Outro aspecto da evolução da informática que a escola brasileira parece estar negligenciando é a questão do acesso, principalmente dos moradores das regiões mais afastadas dos grandes centros urbanos e moradores de áreas rurais. Se num período, principalmente anterior ao da pandemia essas localidades sofriam com acesso devido a deficiente de infraestrutura, nos últimos três anos com a crescente demanda por conexões cada vez mais rápidas e estáveis e o barateamento dos equipamentos para instalação de conexões de fibra ótica o número de domicílios seja nos grandes centros urbanos, seja nas áreas periféricas ou mesmo nas zonas rurais explodiu, outro fator que devemos levar em conta foi possibilidade que a legislação abriu de pequenas empresas locais estabelecerem provedores de internet o que possibilitou que bairros ou áreas afastadas mais com grande demanda que antes não eram de interesse das grandes teles que dominavam o mercado pudessem ser atendidas com uma conexão estável e com um preço acessível a maioria da população.
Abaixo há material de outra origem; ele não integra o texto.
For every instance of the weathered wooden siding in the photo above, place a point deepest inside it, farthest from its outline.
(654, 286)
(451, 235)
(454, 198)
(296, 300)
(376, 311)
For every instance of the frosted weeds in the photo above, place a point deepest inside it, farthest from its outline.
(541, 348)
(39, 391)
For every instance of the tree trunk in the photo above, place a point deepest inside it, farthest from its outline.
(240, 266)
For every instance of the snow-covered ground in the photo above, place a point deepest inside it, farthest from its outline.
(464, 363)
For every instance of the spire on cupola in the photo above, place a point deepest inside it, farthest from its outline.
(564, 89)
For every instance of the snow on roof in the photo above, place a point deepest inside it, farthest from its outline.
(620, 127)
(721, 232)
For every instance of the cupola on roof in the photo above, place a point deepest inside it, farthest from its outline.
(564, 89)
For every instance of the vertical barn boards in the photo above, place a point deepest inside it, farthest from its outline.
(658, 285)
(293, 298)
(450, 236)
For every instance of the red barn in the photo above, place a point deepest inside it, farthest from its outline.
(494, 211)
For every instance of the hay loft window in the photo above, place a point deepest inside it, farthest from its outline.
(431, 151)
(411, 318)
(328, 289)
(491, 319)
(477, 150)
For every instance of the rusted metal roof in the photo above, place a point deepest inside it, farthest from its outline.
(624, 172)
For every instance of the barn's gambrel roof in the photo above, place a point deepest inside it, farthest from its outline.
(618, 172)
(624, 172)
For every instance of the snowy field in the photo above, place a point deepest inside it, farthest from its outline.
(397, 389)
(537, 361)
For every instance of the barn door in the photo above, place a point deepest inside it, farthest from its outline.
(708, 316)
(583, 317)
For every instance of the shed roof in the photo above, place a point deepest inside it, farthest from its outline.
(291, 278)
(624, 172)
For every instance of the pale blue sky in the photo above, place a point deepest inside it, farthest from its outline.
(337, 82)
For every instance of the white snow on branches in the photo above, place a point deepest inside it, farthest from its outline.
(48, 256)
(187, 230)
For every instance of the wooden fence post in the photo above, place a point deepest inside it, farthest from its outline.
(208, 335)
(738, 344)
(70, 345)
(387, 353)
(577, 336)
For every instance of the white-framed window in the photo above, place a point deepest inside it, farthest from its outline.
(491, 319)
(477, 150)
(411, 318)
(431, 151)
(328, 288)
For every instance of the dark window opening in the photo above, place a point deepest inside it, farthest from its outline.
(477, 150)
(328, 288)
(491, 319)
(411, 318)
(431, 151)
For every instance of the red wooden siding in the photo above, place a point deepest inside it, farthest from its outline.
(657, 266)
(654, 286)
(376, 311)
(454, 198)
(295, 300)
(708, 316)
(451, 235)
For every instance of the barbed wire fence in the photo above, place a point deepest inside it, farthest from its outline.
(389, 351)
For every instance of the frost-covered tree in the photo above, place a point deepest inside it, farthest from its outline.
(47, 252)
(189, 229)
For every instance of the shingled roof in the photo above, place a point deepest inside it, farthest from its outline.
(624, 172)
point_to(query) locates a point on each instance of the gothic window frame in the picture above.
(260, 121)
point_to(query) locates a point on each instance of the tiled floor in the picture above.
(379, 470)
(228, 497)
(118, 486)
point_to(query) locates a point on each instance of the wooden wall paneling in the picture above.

Em resumo por meio dos smartphones nossas crianças e jovens tem o equipamento para acessar a rede mundial de computadores e por meio das pequenas empresas de fornecimento de internet via fibra ótica tem a infraestrutura barata para realizar uma conexão relativamente rápida e estável, em resumo chegamos a democracia digital tão sonhada nos finais dos anos 90 e infelizmente o paraíso não era tão bonito assim, ele escancarou horrores, atitudes e trouxe novos demônios a segurança de nossas casas, vêm viciando jovens e adultos, aliciando crianças e por vezes nem é percebido. E a escola o que faz a esse respeito, uma vez que tal situação atinge o amago da sua existência social ( a difusão do conhecimento), resolve proibir como o uso de celulares, tal qual os pais conservadores do século XIX que diante ao moralismo da sociedade da época escondiam a gravidez da filha solteira e por fim davam a criança para a adoção ou a criavam como mais um filho.
Infelizmente embaixo desse tapete já existe sujeira demais e ele (o tapete) não dá conta de esconder mais essa. Ou o pensamento pedagógico assume a situação de uma verdadeira inclusão digital, criando alunos com verdadeiro pensamento reflexivo e habilidades de trabalho em grupo e proatividade tão em necessidade hoje ou pela primeira vez desde a sua criação o sistema escolar vai de forma justa receber verdadeiro questionamento sobre sua validade como aparelho social.